When a 23-year old Latino was stopped for what police called, “a routine pedestrian stop” no one imagined the tragedy that would ensue from this seemingly innocuous encounter.

According to a police spokesperson, the young man was being patted down when he inexplicably decided to make a run for it. He wasn’t a suspect for anything, nor was he found to be in possession of any contraband. Only he knows why he took off, but one could easily assume that, like so many others in our marginalized inner-cities, he simply got tired of being picked on by the police. And though it isn’t a crime to run from the cops, unless, of course, you’re a felony suspect, the penalty for his passive resistance, unfortunately, was death.

Even more unfortunate is the fact that these types of bloody occurrences happen with a dreadful frequency in our penniless venues – almost exclusively so.

Police cruisers deployed to patrol the city streets are commonly used to “occupy” select neighborhoods, and as a result the citizens in them become hapless subjects of profiling, discrimination and distressing illegal searches — searches that culminate in extremely disproportionate arrests and imprisonment of people of color and the poor – primarily for illegal drugs.

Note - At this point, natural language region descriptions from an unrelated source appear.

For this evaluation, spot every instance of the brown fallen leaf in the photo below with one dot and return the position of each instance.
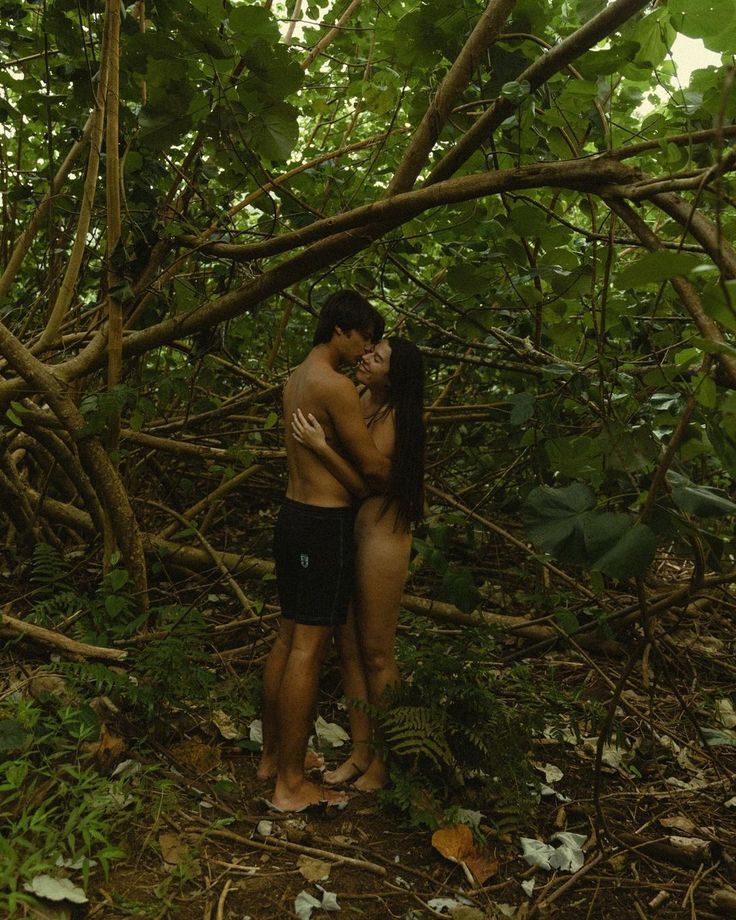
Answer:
(679, 823)
(457, 844)
(173, 849)
(453, 843)
(198, 756)
(107, 752)
(313, 870)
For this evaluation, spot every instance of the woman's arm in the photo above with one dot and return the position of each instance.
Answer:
(311, 434)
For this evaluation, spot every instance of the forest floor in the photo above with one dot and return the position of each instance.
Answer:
(647, 821)
(210, 849)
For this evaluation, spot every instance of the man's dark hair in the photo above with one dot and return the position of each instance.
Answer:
(348, 310)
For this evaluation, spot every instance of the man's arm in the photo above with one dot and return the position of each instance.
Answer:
(311, 434)
(343, 406)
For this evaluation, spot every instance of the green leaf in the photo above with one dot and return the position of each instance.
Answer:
(712, 20)
(275, 131)
(516, 91)
(657, 267)
(115, 604)
(631, 553)
(117, 578)
(702, 501)
(248, 23)
(552, 515)
(461, 589)
(12, 735)
(715, 737)
(522, 408)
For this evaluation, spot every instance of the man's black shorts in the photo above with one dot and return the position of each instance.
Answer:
(314, 550)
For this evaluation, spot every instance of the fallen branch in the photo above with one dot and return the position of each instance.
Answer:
(57, 640)
(274, 845)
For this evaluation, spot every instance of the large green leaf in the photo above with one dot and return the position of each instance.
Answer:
(275, 131)
(657, 267)
(630, 554)
(562, 522)
(714, 21)
(552, 515)
(702, 501)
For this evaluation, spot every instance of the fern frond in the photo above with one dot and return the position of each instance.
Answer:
(48, 566)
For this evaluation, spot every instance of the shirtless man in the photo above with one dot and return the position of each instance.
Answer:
(313, 543)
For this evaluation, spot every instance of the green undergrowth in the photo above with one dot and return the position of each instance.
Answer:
(78, 739)
(460, 728)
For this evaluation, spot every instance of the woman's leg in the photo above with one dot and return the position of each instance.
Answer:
(355, 687)
(382, 566)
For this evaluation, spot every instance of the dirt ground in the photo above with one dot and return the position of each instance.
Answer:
(218, 860)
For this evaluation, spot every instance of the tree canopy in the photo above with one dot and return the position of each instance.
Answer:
(527, 190)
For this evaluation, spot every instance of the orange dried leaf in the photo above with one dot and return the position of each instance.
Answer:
(453, 843)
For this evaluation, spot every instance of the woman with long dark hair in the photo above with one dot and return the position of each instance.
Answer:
(392, 376)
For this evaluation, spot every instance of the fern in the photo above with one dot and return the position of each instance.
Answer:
(58, 606)
(418, 731)
(48, 566)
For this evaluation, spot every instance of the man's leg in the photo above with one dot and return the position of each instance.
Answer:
(272, 676)
(297, 700)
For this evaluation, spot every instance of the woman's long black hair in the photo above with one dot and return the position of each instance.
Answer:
(405, 398)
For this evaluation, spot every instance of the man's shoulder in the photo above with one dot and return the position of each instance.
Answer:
(321, 377)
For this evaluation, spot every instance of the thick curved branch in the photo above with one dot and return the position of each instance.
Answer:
(583, 175)
(686, 291)
(705, 232)
(568, 50)
(24, 241)
(486, 32)
(69, 281)
(102, 474)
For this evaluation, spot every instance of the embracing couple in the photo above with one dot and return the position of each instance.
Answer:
(342, 540)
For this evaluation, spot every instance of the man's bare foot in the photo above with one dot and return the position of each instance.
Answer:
(268, 765)
(305, 796)
(347, 772)
(374, 778)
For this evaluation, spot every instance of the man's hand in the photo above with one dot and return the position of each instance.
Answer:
(308, 431)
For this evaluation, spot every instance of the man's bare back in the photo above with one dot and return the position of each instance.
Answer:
(308, 388)
(317, 387)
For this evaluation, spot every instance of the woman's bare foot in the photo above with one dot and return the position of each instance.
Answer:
(307, 795)
(267, 767)
(374, 778)
(348, 771)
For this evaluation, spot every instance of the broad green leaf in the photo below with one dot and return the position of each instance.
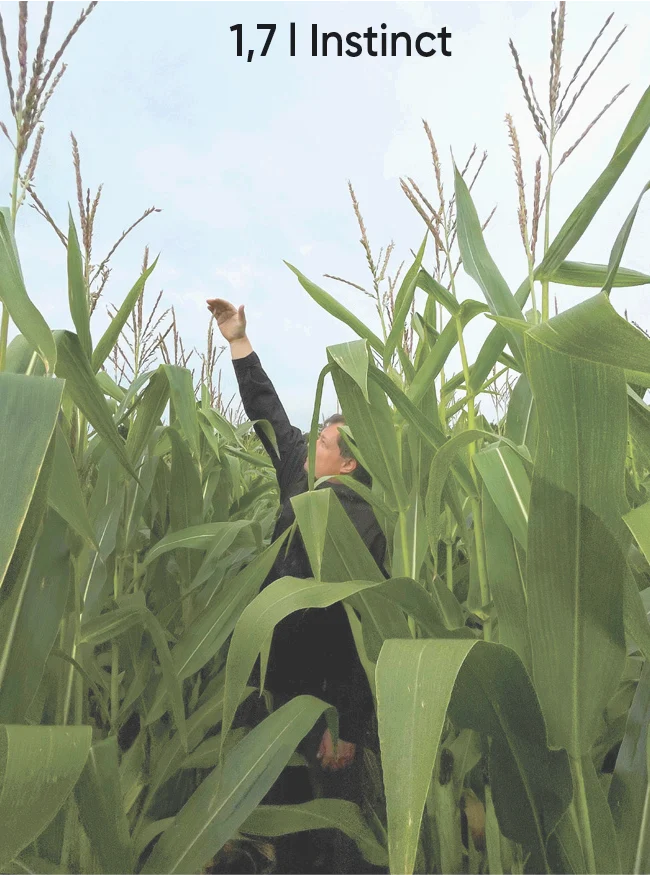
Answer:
(28, 406)
(479, 264)
(94, 563)
(170, 755)
(353, 357)
(486, 688)
(312, 510)
(441, 465)
(231, 532)
(317, 814)
(603, 833)
(230, 794)
(185, 500)
(22, 358)
(77, 290)
(576, 567)
(435, 360)
(39, 767)
(521, 419)
(372, 426)
(209, 630)
(580, 219)
(65, 494)
(99, 798)
(410, 540)
(14, 296)
(629, 792)
(221, 425)
(82, 386)
(315, 426)
(30, 619)
(621, 242)
(425, 427)
(503, 473)
(437, 292)
(256, 623)
(149, 410)
(114, 623)
(335, 309)
(590, 276)
(112, 333)
(403, 303)
(506, 567)
(194, 537)
(638, 522)
(182, 396)
(572, 230)
(593, 330)
(109, 387)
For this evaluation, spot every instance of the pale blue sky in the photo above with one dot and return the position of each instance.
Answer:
(249, 162)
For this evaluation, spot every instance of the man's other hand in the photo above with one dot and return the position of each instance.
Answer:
(335, 760)
(230, 319)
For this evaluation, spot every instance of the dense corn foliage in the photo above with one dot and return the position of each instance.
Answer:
(506, 652)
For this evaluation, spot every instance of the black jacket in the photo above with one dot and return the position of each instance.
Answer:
(312, 651)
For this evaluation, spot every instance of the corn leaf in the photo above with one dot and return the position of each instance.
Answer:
(77, 291)
(257, 621)
(182, 396)
(434, 362)
(231, 793)
(332, 306)
(28, 406)
(571, 232)
(503, 473)
(15, 298)
(81, 384)
(506, 567)
(576, 567)
(403, 303)
(210, 628)
(99, 799)
(39, 767)
(580, 219)
(185, 500)
(29, 622)
(621, 242)
(479, 264)
(594, 331)
(353, 357)
(437, 292)
(371, 424)
(594, 276)
(492, 694)
(317, 814)
(313, 429)
(150, 408)
(112, 333)
(65, 494)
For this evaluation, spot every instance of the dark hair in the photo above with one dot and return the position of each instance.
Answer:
(360, 473)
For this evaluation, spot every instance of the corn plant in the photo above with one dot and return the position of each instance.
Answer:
(506, 651)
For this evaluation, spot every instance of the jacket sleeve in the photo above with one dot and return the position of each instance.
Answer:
(261, 402)
(350, 693)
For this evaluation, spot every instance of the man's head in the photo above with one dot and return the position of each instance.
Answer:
(333, 456)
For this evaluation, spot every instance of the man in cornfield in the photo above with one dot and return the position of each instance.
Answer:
(312, 652)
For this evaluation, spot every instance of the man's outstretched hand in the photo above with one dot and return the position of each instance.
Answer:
(230, 319)
(335, 760)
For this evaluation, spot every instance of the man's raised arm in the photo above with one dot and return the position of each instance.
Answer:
(258, 395)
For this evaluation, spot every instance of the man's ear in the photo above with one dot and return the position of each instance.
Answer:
(348, 466)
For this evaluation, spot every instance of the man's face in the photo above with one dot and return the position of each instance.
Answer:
(328, 455)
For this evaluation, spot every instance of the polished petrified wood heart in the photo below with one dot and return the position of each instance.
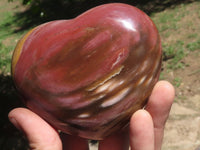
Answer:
(88, 75)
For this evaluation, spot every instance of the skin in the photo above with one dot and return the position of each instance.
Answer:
(146, 127)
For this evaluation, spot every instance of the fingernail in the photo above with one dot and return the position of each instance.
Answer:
(14, 122)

Yet we see the elite – Tinseltown celebrities, athletes and politicians – addicted and entangled in a voracious web of illegal drug habits. But these are comfortably guided through the bright and colorful doors of rehabilitation centers, while people of color and the poor are chained and escorted through the unforgiving gates of penitentiaries – too often never to be released.

For America’s elite, rehabilitation is a foregone conclusion. For too many of America’s poor, prison is tantamount to destiny; as if to say the poor are somehow genetically incapable of rehabilitation.

There was a day, not long ago, when the elite – politicians and the financially affluent – prohibited women from holding jobs, public office or even owning property. Women were labeled incompetent. They also said blacks, Indians and others were subhuman.

For the most part, American society has overcome these retarded lines of thought; yet discrimination is so many other forms persists.

As the stereotypes of yesterday were indisputably proven wrong by those with moral vision, so too, must we continue to dispel the vicious myths of the myopic in our day.

Either the elite should be treated with the justice of the poor, or the poor should be treated with the justice of the elite. But we can’t continue to have two Americas. They tried that with the Confederacy and the Union states – the division brought this country to its knees. It’s really quite simple: Justice must be justice across the board, or else, it really isn’t justice.